Your Health as You Age

Groucho Marx famously said that age was not an interesting subject. "Anyone can get old," he quipped. "All you have to do is live long enough."

But for baby-boomers the topic is hardly banal - as the Canadian population ages, people have more and more questions about what to expect as they grow older.

The trouble is separating the hope from the hype, the true from the false. For all that aging is universal and inevitable, the mythology surround age-related health changes is rife with misinformation and half-truths.

MYTH or MAXIM: "Everyone gets dementia as they age"
False You misplace your keys, forget the name of a favourite restaurant and the excuse is, you're having a "senior moment." The reality is, not all seniors are forgetful or discombobulated.

"Dementia" is actually a catch-all phrase for a group of brain diseases that affect everything from memory and reasoning, to judgment, language, and perception. "The stats vary depending on what study you read but roughly 10% of people over 65 and 40% of people over 80 have dementia and the incidence continues to rise with age," says Dr Arja Moreau who has worked in the Elder Service Program at Kelowna Mental Health for more than a decade.

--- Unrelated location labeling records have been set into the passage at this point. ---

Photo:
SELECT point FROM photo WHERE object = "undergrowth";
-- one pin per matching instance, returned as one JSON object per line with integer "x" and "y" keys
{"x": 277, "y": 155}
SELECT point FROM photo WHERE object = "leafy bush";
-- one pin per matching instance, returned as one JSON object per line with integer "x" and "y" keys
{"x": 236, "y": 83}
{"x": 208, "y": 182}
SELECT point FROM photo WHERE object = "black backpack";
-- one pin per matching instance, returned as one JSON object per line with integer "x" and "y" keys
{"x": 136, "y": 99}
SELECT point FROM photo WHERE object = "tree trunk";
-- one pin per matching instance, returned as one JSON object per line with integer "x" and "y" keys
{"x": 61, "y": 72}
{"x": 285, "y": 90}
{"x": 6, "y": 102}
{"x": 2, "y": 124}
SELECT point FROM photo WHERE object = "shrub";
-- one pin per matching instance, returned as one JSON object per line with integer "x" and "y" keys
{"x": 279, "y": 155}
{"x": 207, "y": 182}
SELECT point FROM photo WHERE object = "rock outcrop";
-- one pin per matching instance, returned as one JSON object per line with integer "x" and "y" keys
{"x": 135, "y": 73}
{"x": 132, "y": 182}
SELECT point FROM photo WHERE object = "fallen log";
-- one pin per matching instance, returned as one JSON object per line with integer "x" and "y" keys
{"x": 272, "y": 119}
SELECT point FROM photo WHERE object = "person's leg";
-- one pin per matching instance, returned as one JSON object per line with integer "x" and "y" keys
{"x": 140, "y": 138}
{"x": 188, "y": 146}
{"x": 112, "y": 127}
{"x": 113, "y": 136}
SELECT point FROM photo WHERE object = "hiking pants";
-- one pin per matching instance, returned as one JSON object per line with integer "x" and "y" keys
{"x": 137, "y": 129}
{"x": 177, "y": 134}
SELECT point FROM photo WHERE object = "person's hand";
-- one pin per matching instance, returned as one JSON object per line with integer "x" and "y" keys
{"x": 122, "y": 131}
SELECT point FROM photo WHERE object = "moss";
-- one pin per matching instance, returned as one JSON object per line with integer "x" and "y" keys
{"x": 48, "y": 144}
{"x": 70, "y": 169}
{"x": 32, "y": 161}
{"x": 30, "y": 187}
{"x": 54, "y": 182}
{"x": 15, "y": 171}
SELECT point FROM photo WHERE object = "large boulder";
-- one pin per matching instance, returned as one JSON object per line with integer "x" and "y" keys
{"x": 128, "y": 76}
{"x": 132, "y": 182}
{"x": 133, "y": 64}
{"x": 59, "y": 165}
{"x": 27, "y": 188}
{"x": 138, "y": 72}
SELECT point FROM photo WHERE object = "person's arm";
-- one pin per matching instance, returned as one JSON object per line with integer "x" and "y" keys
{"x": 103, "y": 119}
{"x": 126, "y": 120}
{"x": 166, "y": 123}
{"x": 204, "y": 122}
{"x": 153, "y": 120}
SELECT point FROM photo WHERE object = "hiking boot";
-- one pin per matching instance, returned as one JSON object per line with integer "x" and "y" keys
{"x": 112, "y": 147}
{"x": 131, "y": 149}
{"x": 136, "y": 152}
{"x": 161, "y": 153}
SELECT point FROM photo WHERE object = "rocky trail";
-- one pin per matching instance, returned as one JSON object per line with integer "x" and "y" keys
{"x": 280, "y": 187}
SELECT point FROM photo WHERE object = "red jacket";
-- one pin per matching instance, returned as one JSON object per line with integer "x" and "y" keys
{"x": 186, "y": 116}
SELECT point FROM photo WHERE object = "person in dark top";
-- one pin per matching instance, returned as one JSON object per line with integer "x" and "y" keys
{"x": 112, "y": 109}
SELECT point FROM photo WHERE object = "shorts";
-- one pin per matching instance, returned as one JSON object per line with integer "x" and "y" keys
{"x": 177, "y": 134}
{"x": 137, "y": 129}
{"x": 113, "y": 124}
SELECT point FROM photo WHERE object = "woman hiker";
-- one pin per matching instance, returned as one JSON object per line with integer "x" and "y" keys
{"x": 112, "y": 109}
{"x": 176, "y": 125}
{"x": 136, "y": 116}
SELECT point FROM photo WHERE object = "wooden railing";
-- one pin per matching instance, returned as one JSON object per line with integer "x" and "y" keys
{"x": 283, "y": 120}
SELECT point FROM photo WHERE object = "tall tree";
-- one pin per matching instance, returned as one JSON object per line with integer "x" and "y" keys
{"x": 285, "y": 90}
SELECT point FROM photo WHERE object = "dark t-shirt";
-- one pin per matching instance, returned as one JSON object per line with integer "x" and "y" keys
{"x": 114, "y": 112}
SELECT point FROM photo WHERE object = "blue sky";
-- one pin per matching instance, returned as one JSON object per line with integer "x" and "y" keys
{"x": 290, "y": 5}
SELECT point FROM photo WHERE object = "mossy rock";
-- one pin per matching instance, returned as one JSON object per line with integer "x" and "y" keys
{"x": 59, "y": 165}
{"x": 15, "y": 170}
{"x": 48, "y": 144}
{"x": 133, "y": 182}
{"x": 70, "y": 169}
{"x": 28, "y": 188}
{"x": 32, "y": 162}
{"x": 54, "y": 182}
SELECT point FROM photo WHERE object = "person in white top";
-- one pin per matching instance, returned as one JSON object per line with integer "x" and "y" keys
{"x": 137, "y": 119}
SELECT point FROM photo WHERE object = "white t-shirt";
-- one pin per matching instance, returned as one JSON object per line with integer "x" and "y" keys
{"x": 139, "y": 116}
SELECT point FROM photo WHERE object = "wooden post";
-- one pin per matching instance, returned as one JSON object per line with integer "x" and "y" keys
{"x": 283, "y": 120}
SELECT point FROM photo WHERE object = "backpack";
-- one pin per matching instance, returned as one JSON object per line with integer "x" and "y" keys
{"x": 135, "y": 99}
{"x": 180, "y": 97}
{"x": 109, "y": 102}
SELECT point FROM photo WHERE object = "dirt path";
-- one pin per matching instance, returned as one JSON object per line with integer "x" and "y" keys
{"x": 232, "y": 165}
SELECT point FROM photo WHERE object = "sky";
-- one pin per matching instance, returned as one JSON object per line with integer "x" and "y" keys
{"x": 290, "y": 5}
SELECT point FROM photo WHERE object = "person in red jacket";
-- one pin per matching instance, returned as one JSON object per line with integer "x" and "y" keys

Alzheimer's disease is the most common type of dementia: in 2007, an estimated 450,000 Canadians over 65 were believed to have Alzheimer's or a related disease, the vast majority of them women. This number is expected to rise by 2011. Brain function can also be altered by strokes or other forms of damage to the brain and surrounding vasculature. That said, many men and women enter their golden years and leave this world with perceptions and memories far richer and more detailed then those of their harried offspring.

"The bottom line is that most seniors to not suffer from dementia," Moreau says.

MYTH or MAXIM: All men will develop prostate cancer if they live long enough

True (probably) While disputed, most experts acknowledge that prostate cancer would likely develop in most if not all men, should they survive every other disease that humans normally succumb to. That hypothesis, for obvious reasons, is impossible to prove. The good news, however, is that prostate cancer, despite being the most common cancer among Canadian men, is also one of the slowest growing forms of cancer. The Canadian Cancer Society estimates that, in 2007, an estimated 22,300 men will be diagnosed with prostate cancer; however, a much smaller number--4300--will die of it.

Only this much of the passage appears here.